「おつかれさまでした、それではかんぱ〜い…」
ここは幸手市の国道4号沿いにある…、焼き鳥屋さん「とりよし」…良太はグループ・ホーム「幸楽苑」で働く仲間と、今日は飲み会だ。
「今日はタイヘンでしたね、…近藤副主任。田代さんの転倒事故があったから、ナースさん何てゆってました…?」
共に飲んでゆるのは…、近藤副主任と安野さんである。安野さんは女性の介護士で、良太と同じぐらい身長のある。…背の高い細身の女性だ、細身だとはいっても。運動神経抜群なので、…並の男よりずっと移乗などもうまいのだ。
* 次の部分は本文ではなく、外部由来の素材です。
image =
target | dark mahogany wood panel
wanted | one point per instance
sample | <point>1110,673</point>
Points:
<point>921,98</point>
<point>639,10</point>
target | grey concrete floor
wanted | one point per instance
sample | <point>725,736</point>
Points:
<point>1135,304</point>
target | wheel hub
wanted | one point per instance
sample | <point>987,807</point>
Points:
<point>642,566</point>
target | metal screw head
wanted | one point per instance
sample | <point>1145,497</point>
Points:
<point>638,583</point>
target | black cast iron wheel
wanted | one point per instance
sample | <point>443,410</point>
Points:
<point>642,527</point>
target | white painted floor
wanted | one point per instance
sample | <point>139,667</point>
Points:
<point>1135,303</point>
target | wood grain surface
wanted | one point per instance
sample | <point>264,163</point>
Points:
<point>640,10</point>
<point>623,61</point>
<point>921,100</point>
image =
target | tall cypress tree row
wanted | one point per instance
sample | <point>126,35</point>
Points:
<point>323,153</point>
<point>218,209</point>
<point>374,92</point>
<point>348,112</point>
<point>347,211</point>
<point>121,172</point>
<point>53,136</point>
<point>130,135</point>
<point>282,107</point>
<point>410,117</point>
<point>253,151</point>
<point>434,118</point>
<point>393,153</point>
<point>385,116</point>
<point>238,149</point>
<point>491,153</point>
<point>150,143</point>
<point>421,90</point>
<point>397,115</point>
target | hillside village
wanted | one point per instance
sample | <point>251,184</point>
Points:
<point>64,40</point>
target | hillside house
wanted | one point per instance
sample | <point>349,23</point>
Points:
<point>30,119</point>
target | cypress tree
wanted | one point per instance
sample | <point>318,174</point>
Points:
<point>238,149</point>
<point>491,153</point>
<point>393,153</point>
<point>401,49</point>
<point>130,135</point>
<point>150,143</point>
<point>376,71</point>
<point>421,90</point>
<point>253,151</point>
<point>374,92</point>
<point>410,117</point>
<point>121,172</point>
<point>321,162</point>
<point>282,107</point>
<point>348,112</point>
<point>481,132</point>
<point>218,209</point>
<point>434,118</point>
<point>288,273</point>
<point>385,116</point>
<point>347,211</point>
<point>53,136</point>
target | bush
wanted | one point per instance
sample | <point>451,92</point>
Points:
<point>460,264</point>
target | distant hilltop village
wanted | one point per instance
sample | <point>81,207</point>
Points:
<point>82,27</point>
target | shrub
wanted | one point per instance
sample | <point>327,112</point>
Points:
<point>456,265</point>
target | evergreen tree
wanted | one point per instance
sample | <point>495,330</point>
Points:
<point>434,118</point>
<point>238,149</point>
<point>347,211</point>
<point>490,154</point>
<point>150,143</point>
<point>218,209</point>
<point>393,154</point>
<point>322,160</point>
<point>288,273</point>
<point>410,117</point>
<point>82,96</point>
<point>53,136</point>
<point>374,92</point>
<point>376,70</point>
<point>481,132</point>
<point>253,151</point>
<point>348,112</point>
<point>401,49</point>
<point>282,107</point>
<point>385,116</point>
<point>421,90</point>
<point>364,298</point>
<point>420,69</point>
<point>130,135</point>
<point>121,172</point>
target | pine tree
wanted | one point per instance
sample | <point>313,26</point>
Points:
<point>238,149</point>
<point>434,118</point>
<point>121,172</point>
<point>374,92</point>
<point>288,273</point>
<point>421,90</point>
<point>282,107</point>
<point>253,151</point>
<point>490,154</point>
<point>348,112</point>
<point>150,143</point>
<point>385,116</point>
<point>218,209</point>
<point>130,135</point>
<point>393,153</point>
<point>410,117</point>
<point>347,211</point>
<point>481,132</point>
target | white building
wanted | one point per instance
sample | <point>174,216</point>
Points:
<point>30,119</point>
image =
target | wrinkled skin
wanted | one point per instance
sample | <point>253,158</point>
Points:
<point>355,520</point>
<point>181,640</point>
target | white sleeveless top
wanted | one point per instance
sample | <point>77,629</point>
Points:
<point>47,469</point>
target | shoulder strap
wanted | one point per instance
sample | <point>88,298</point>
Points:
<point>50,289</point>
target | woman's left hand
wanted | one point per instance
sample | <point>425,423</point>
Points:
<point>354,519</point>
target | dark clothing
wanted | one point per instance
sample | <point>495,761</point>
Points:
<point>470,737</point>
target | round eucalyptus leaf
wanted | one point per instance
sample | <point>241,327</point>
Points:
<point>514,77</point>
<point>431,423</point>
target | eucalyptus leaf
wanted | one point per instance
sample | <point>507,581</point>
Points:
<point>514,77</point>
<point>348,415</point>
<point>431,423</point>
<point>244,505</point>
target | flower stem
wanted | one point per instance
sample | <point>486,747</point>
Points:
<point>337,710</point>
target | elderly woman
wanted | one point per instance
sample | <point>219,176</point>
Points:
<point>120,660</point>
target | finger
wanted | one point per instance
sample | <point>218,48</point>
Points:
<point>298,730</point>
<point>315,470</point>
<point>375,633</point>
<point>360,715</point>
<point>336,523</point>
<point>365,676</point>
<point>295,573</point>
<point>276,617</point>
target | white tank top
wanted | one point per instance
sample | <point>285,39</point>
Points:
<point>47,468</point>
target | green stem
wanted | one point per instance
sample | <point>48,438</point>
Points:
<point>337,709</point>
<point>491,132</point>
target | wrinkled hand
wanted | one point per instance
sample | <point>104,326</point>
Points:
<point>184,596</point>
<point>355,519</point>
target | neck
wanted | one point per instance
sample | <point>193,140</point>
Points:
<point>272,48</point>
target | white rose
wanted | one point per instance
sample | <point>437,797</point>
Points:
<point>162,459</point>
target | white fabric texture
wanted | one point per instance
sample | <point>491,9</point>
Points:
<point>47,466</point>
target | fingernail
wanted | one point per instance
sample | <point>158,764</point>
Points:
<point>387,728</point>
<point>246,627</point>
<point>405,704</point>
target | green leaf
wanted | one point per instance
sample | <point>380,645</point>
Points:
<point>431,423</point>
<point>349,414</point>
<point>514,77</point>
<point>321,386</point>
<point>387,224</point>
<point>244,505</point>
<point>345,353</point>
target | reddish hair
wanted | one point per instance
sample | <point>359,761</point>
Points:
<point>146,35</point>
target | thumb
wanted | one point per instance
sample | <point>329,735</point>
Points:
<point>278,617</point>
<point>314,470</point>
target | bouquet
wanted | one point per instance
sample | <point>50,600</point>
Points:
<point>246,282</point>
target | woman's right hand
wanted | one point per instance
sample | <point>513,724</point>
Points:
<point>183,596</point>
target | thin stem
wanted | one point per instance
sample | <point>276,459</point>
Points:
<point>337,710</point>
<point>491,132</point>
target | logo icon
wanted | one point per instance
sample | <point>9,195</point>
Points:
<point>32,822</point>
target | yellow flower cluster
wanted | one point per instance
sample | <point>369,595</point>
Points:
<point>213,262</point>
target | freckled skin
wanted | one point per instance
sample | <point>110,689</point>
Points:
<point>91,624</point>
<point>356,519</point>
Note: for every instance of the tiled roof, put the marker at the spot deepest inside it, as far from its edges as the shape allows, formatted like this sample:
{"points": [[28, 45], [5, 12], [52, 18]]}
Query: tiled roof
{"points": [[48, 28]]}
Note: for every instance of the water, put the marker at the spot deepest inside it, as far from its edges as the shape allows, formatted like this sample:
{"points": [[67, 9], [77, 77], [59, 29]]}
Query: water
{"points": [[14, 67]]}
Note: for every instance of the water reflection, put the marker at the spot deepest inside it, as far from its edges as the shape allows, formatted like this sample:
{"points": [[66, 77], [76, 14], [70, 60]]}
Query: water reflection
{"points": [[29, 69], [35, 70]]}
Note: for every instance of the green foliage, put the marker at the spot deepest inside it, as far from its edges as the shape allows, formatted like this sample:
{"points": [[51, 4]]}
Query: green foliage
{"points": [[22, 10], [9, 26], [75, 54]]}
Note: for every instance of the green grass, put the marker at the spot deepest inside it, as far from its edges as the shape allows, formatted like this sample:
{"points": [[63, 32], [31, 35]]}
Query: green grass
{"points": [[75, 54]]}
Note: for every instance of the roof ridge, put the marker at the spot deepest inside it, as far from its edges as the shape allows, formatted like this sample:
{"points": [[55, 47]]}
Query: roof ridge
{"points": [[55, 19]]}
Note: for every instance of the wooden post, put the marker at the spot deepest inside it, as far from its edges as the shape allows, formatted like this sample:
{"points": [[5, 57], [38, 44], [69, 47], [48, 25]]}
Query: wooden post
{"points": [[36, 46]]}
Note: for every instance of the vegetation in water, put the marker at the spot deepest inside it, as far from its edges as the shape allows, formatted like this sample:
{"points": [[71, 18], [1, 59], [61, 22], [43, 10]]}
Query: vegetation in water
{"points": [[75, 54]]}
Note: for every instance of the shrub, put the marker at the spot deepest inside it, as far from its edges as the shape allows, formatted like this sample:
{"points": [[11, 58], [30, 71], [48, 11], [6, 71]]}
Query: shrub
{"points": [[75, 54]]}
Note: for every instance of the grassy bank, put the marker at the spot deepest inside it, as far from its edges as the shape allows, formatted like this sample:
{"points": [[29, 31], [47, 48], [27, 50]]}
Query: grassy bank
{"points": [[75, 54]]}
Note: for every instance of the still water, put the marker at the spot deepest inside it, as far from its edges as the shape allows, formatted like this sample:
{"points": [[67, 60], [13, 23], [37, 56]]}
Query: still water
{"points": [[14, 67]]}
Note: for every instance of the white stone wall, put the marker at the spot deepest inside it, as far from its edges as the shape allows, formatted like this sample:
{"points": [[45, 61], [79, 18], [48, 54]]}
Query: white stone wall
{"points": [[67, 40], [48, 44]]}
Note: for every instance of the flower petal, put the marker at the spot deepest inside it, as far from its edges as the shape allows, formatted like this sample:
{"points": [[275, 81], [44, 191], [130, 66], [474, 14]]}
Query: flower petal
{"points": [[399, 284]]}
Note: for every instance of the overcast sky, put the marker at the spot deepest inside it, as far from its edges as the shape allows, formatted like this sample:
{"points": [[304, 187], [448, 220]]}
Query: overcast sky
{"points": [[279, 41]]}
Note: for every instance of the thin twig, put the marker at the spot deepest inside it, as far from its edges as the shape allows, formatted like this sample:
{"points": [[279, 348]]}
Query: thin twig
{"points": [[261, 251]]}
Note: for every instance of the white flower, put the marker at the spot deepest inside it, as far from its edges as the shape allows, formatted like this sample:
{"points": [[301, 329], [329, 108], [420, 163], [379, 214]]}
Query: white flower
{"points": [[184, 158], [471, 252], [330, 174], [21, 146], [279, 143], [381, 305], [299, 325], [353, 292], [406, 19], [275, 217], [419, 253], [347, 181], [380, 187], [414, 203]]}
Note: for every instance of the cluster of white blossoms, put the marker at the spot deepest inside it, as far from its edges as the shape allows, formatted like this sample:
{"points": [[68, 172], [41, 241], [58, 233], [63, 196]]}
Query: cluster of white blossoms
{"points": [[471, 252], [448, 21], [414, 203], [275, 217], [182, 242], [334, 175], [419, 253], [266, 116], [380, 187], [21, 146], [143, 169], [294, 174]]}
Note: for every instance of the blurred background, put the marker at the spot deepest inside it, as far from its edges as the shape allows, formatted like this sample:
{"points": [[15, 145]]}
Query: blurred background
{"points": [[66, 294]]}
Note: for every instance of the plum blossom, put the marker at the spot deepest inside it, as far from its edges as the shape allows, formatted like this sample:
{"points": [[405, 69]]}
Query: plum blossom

「本当にびっくりしたよ、やっぱり常に誰か一人ついてないとダメかな…。ナースさんは大丈夫とゆってたけれど…、お年がお年だから何があるかわからないモノ」
…心配そ〜にしながらも、生ビールをグイッとあおる近藤副主任。
「おやつ直前のあの時間は、…意外と忙しいんですよ。みんな、自分のお仕事に気を取られた隙にでしたから…」
ねぎまを串から外して…、安野さんははしでツまんででゆる。
…「危機管理に対する考え方として、ヒヤリ・ハットの回数が増える程。事故の可能性は高まる、…とはゆわれてるんだ。で確かにそれはわかってる、でも人員も限られてるし…」
良太は…、二本目の「セブン・スター」に火を点けた。
…「ぼくはその時、桜井さんのおトイレ介助してたんです。だから現場は見てないんですが、…それだけじゃダメなんですよね。ちゃんと、全体の流れを把握してないと…」
それからも、三人でお仕事についてお話していると…。「とりよし」の戸がガラガラ開き…、新たなお客さんがやって来る。
…「あれ、飯高主任じゃないですか?」
安野さんが気がつき、…手を振って合図した。
「あぁ、ぼくが呼んだんだ…。色々とお話したいコトが溜まってて…、お仕事時間じゃ足りないから」
…テーブルにつくと、上着のポケットから「マルボロ」を取り出す飯高主任。
「みんなこんばんは、…お邪魔しちゃって悪かったね」
飯高主任に、近藤副主任近藤副主任はメニュー表を手渡す…。
「取り敢えず生ビールもらお〜かな…、すいません生ビール一つ」
…店員さんに差し出されたおしぼりで、飯高主任は丁寧に手を拭った。
「良太くん、…飯高主任とはあんまり面識ないでしょ。飯高主任は、ほとんど夜勤だからねぇ…」
飯高主任は店員さんから生ビールを受け取ると…、軽く一飲みする。
…「人手が足りなくて、申し訳ない。お昼に起きてるコトは、…近藤副主任に任せっ放しで。本当なら自分で日勤やって、自分の目で確認しないと…」
まだ日勤にしか入っていない良太と…、月に8回は夜勤をこなす飯高主任は。…朝夕、日勤と夜勤が入れ換わる際に顔を合わせはするモノの。ちゃんとお話したコトはなかった、…飲み会の話題は自然飯高主任への報告になっていく。お話が一段落したトコロで、飯高主任は良太の方へ向いた…。
「そろそろ夜勤ど〜かな…、良太くん。…お願いしないと回らないんだ、ぼくがトレーニングするからさ」
良太は気持ちを引き締める、…これで遂に一人前なのだから。